Depuis quelque années mon pays pourtant renommé pour ses eaux vives et la grande qualité de ses rivières est la victime d’étranges phénomènes. La Loue, par exemple, une très belle rivière à truite se meurt progressivement. Il y a encore quelques années, des touristes du monde entier venaient à Ornans pour pratiquer la pêche à la mouche.
Focus sur la Loue …
Aujourd’hui, cette rivière (d’autres également dans ma région) est victime de diverses pollutions. Les populations de truites, d’ombres succombent et se font rare. La rivière semble avoir perdu ses poissons. Le fond de l’eau se tapisse progressivement d’algues, comme si nature s’étouffait petit à petit …

Cela fait pourtant plusieurs décennies que les défenseurs de l’environnement tirent localement la sonnette d’alarme sur la dégradation lente de la qualité de nos cours d’eaux. Tout ceci est maintenant bien visible, même pour le non-spécialiste. Les sentinelles de SOS Rivières Comtoises veillent et témoignent inlassablement … pour également éveiller les consciences.

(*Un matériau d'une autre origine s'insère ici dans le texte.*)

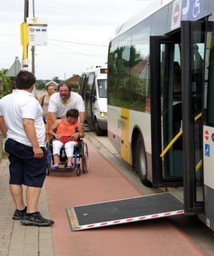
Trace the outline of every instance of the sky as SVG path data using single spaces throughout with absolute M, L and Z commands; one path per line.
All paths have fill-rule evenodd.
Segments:
M 33 2 L 29 0 L 29 18 L 33 16 Z M 24 19 L 24 3 L 7 0 L 1 5 L 0 69 L 10 69 L 16 56 L 21 61 L 20 24 Z M 36 78 L 58 76 L 65 80 L 92 65 L 106 63 L 109 39 L 116 27 L 149 3 L 150 0 L 34 0 L 35 17 L 47 21 L 48 38 L 47 46 L 36 46 Z M 30 47 L 28 54 L 31 59 Z

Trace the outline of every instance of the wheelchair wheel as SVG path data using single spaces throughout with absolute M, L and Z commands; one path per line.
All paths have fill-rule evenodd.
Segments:
M 79 176 L 79 175 L 81 174 L 80 167 L 77 167 L 76 168 L 75 171 L 76 171 L 76 174 L 77 174 L 77 176 Z
M 87 143 L 83 143 L 82 151 L 82 168 L 83 173 L 88 172 L 88 152 Z

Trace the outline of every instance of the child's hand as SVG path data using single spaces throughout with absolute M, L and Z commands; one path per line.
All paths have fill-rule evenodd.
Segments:
M 74 133 L 72 136 L 72 138 L 74 138 L 74 140 L 77 140 L 78 139 L 78 138 L 79 137 L 79 133 Z
M 56 138 L 56 140 L 59 140 L 61 138 L 61 136 L 59 135 L 56 135 L 55 136 L 55 137 Z

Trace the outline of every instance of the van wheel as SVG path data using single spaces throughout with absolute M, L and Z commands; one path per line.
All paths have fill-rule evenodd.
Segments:
M 147 179 L 146 158 L 144 144 L 141 136 L 139 136 L 135 148 L 135 166 L 141 182 L 146 187 L 152 187 L 152 183 Z
M 102 136 L 104 135 L 104 131 L 100 127 L 96 120 L 94 121 L 94 129 L 97 136 Z

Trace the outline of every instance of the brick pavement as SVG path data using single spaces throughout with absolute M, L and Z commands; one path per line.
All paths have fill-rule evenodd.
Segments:
M 8 162 L 0 164 L 0 256 L 54 256 L 51 227 L 24 226 L 12 219 L 15 210 L 8 187 Z M 45 187 L 38 210 L 49 218 Z

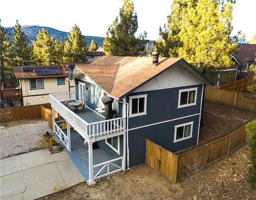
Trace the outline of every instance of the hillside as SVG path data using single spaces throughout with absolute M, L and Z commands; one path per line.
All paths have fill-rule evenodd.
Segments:
M 48 31 L 50 37 L 52 37 L 54 39 L 58 38 L 59 40 L 63 41 L 64 38 L 68 39 L 68 34 L 70 34 L 70 33 L 69 32 L 59 31 L 54 28 L 45 26 L 26 25 L 21 25 L 20 27 L 21 27 L 21 31 L 24 32 L 27 36 L 27 38 L 29 42 L 28 44 L 30 46 L 32 45 L 32 40 L 36 40 L 36 37 L 38 33 L 38 31 L 42 30 L 42 28 Z M 12 27 L 5 27 L 4 29 L 7 29 L 8 32 L 11 34 L 10 39 L 11 41 L 12 39 Z M 92 39 L 94 39 L 95 41 L 99 47 L 103 47 L 103 41 L 105 39 L 105 37 L 88 35 L 84 36 L 85 38 L 85 41 L 87 47 L 90 47 L 91 41 Z M 152 41 L 150 41 L 148 43 L 148 47 L 150 47 L 152 43 Z
M 64 38 L 68 39 L 68 34 L 70 34 L 70 33 L 67 32 L 64 32 L 59 31 L 56 29 L 54 29 L 50 27 L 39 26 L 38 25 L 21 25 L 21 30 L 24 32 L 27 36 L 27 38 L 29 41 L 29 45 L 32 45 L 31 40 L 36 40 L 36 37 L 38 33 L 38 31 L 42 30 L 44 28 L 45 30 L 48 31 L 50 37 L 52 37 L 54 39 L 58 38 L 60 40 L 64 40 Z M 11 34 L 11 39 L 12 38 L 12 27 L 8 27 L 4 28 L 7 29 L 8 32 Z M 84 35 L 85 38 L 85 41 L 86 45 L 88 46 L 90 46 L 92 40 L 94 39 L 97 43 L 98 45 L 100 47 L 102 47 L 103 44 L 103 41 L 105 39 L 104 37 L 96 36 L 90 36 Z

Comme en Bretagne, ce phénomène est essentiellement la conséquence de l’agriculture et du traitement des eaux usées. Ici aussi localement les nitrates et les phosphates semblent être les causes de ce carnage. Même si en Franc Comtois, j’adore le fromage, il faut bien admettre que la production de fromage y est pour beaucoup. Le Comté est-il le coupable ? Plusieurs médias en parlent récemment … Il n’y a pas de fumé sans feu. Cela à la mérite d’ouvrir le débat et la discussion.
Et pour la suite ?
Il faudra urgemment trouver dans ma région l’équilibre nécessaire entre préservation des activités économiques et préservation de l’environnement. Tout est encore possible et d’autres en France semblent déjà avoir perdu ce combat, comme dans le Cantal …un territoire qui comme la Bretagne doit vraiment nous inspirer au présent … pour changer l’avenir ! Algues Vertes l’Histoire Interdite est à lire !
7 commentaires
Merci Régis pour ce très documenté article. Il est important de veiller à ce que ce modèle agricole ne se développe pas davantage en Franche Comté dont les rivières commencent à être polluées. SOS Rivières Comtoises y veille et nous alerte régulièrement des constats et des actions menées.

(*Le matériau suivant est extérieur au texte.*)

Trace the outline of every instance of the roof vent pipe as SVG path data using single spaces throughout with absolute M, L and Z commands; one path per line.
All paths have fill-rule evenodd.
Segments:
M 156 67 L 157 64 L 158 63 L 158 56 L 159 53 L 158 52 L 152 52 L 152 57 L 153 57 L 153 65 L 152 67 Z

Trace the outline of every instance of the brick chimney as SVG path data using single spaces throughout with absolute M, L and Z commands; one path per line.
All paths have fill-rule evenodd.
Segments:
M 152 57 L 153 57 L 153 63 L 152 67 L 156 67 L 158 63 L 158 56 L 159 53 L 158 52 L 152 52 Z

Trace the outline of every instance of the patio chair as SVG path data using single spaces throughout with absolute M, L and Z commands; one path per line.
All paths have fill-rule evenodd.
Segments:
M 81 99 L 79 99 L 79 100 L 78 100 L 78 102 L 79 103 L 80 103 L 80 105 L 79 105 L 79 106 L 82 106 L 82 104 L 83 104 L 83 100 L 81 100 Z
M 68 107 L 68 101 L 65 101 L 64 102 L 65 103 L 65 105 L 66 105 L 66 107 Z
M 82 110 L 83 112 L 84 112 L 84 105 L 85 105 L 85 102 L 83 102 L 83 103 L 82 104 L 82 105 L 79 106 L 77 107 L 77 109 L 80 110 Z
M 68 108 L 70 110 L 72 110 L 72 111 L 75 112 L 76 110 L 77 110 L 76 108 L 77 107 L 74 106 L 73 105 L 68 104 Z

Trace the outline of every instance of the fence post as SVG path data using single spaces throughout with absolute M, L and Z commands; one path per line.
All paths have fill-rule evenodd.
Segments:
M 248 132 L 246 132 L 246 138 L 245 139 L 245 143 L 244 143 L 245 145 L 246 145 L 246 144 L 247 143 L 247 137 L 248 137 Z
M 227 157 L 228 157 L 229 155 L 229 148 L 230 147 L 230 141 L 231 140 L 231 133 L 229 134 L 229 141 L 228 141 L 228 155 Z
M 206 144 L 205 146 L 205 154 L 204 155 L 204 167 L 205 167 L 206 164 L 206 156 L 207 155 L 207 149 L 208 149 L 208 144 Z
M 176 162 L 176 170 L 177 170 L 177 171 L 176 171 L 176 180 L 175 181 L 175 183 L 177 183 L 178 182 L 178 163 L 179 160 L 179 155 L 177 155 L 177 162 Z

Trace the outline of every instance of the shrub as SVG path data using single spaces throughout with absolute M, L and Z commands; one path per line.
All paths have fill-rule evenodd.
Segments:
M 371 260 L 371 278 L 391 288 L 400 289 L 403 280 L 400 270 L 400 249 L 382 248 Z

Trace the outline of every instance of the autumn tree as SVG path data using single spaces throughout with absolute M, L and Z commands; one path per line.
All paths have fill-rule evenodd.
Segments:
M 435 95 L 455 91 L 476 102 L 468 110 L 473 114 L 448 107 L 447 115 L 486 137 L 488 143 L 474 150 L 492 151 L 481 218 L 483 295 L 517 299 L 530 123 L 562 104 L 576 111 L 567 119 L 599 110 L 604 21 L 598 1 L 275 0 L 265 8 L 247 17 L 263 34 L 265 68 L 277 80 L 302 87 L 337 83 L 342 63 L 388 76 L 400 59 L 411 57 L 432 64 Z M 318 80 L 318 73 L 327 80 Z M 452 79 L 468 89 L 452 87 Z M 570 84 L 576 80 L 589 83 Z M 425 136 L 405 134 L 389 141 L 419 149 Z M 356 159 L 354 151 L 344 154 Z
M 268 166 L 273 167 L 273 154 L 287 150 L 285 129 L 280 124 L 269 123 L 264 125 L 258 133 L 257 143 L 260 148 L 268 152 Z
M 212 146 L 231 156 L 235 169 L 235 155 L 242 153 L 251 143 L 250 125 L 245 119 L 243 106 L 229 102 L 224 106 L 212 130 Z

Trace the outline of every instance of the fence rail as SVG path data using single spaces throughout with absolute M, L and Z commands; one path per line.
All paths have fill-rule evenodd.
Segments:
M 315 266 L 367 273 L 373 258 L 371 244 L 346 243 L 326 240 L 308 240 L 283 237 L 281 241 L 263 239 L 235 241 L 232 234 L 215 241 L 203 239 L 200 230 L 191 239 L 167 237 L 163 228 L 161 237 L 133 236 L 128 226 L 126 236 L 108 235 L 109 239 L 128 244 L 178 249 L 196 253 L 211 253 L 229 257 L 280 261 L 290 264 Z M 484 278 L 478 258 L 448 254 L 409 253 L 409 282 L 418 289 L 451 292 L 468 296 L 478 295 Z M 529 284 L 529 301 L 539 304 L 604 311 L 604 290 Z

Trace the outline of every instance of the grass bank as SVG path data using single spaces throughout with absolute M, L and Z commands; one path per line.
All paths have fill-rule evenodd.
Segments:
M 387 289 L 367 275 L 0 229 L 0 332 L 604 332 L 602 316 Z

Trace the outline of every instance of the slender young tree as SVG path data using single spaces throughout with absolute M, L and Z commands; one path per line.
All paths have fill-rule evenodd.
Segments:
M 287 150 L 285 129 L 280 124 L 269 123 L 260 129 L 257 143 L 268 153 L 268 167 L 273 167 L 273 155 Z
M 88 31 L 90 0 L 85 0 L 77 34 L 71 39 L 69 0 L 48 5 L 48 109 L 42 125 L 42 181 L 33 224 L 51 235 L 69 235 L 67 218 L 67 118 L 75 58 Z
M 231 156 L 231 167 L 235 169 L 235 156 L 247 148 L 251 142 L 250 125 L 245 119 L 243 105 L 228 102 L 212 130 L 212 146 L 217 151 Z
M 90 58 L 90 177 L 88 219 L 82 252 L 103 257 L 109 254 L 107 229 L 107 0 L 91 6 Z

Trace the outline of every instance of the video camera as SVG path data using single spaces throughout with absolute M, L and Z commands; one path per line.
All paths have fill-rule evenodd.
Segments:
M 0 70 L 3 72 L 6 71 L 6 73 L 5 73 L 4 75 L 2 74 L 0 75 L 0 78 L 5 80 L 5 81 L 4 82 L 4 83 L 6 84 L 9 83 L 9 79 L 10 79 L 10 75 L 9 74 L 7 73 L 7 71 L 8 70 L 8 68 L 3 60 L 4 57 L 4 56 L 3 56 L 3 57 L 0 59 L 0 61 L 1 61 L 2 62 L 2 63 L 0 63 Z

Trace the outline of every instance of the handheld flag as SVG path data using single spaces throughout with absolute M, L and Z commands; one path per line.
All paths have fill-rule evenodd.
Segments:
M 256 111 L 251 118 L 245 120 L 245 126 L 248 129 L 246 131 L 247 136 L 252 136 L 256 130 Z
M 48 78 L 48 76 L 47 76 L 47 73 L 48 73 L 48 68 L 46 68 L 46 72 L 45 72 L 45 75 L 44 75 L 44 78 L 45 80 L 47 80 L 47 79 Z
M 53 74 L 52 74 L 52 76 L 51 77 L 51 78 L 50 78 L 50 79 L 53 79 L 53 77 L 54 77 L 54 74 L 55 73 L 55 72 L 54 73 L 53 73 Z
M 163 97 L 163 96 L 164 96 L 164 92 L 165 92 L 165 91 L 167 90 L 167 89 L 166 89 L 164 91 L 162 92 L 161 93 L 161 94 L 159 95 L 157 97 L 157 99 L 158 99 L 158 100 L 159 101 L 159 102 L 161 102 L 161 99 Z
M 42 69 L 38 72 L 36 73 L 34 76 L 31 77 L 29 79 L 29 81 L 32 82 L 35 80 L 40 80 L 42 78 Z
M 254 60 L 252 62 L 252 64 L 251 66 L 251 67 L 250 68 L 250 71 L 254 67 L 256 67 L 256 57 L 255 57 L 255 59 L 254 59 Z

Bonjour et merci Sophie de ton passage ici et de ce commentaire. Au delà de tout ceci les enjeux à venir sont pour moi de trouver le nécessaire équilibre entre activités économiques et préservation de l’environnement. Le modèle coopératif est plutôt sain. Prenons soin à éviter les dérives mortifères de la course à toujours plus de profit. A l’échelle de la filière je pense qu’il faut renforcer le cahier des charges en intégrant des critères environnementaux stricts discutés avec l’ensemble des acteurs. L’objectif est un véritable plan de progrès coconstruit partagé et appliqué ! C’est du bon sens. Cela ne fera que préserver l’image d’un produit de qualité chez les consommateurs. Un fromage de terroir respectueux de l’environnement, de son environnement ! J’ose espérer voir prochainement un Haut-Doubs couvert de belles prairies fleuries. Celles qui favorisent la biodiversité, celles qui régalent autant nos yeux que nos papilles ! A bientôt. Excellent dimanche.